EMI vs No-Cost EMI: Many students want a new phone or laptop but cannot pay the full price at once. EMI means Equated Monthly Instalment or EMI it lets you split the price of a product into equal monthly payments over a fixed time. In a normal EMI, the bank or finance company adds interest.
For example if thee student buys a laptop costing Rs 60,000 on a 12 month EMI at about 14% per year, the monthly payment becomes close to Rs 5,400. By the end of the year, the student pays around Rs 64,800 in total. This means about Rs 4,800 goes only toward interest. As explained in a blog by HSBC EMIs help people buy things they cannot afford to pay for all at once by paying a small amount every month until the full loan ends.
What is no-cost EMI?
No-cost EMI sounds like you pay nothing extra, but that is not fully true. In this option, the bank still charges interest. The trick is that the seller gives a discount equal to the interest amount. Using the same Rs 60,000 laptop example, if the interest for one year is Rs 4,800, the seller first reduces the price to Rs 55,200. The bank then adds interest on this lower price.

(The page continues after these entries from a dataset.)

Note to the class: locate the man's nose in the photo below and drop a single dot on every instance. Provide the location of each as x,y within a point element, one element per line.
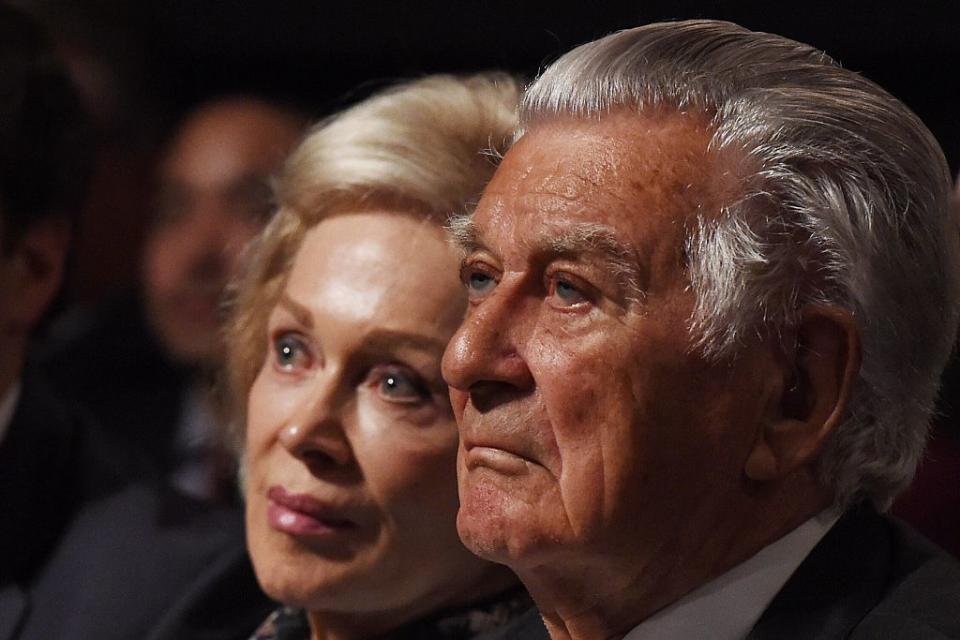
<point>315,432</point>
<point>487,350</point>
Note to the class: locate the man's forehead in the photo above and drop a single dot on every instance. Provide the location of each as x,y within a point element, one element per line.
<point>626,168</point>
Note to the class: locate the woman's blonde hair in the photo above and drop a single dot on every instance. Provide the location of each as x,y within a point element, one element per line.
<point>425,147</point>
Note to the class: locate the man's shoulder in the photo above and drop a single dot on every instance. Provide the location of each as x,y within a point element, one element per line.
<point>148,560</point>
<point>870,577</point>
<point>923,600</point>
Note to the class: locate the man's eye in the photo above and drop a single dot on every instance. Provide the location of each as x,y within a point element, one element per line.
<point>397,385</point>
<point>478,283</point>
<point>290,353</point>
<point>566,293</point>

In the end the discount and interest cancel each other out and the buyer still pays Rs 60,000. According to the official website of Kotak Mahindra Bank, no-cost EMI helps break the price into easy monthly payments without adding extra interest, making big shopping less painful for the wallet. Still you have to remember one thing clearly: “no cost” doesn’t mean zero extra outflow. Banks often charge 18% GST on the interest part and may also add a processing fee.
Which option is better for students?
Normal EMI spreads payments but makes the product more expensive because of interest. No-cost EMI keeps the total price the same as the listed price, if extra charges stay low. Students should always check the final amount, GST, processing fees, and any upfront discounts before choosing.